Tochter aus gutem Hause

Vorschau

Impressum

Tochter aus gutem Hause

Roman um das Schicksal der schönen Barbara

Von Ursula Fischer

Barbara Wehrmeyer ist ein ungewöhnliches hübsches Mädchen aus gutem Hause. Sie braucht nicht zu arbeiten, hat Geld genug und lebt sorgenfrei in den Tag hinein. Während ihr Verlobter geschäftlich in Amerika verweilt, entschließt sich Barbara zu einem Urlaub in den Bergen. Als ihr das Winterwetter zu dröge wird, will sie weiter nach Italien fahren. Doch starker Schneefall macht ihren Plan zunichte.
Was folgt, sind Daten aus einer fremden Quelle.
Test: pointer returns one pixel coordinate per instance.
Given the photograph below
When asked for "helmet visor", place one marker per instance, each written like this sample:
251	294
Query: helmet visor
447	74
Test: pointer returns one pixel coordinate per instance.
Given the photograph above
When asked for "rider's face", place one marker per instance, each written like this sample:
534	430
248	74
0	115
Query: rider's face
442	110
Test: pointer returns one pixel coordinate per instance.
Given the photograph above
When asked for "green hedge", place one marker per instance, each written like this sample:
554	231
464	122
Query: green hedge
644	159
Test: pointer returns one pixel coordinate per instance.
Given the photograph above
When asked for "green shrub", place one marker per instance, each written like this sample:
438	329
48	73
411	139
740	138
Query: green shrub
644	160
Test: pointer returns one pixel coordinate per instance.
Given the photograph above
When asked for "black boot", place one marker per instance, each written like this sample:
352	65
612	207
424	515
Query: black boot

Sie verfährt sich, bleibt mit dem Wagen im Schnee stecken und kämpft sich orientierungslos durch den Schneesturm. Zu Tode erschöpft erreicht sie Stunden später eine Berghütte. Mit buchstäblich letzter Kraft schlägt sie gegen den Fensterladen, einmal, zweimal, dann sinkt sie erschöpft zusammen. Dass sie wenig später von starken Armen ins Innere der Hütte getragen wird und behutsam der nassen Kleidung entledigt wird, spürt sie nicht mehr ...

Hendrik Hillebrecht sah Marisa auf sein Haus zukommen und begann prompt zu strahlen. Sie bot allerdings auch einen Anblick, der jedes Männerauge entzücken musste. Für eine Frau war sie sehr groß, dabei schlank und äußerst elegant gekleidet.

Hendrik lief zur Tür und öffnete sie, bevor Marisa noch aufschließen konnte. Sie besaß selbstverständlich einen Schlüssel für das Haus, die Frau, die er einmal heiraten sollte, sobald er genügend verdiente.

»Ich habe dich schon gesehen«, stieß er atemlos hervor, als er sie an sich zog und leidenschaftlich küsste.

Marisa bekam kaum noch Luft, aber sie erwiderte seine Küsse mit gleicher Leidenschaft.

»Hast du schon Antwort bekommen?«, fragte sie, als Hendrik sie wieder freigab.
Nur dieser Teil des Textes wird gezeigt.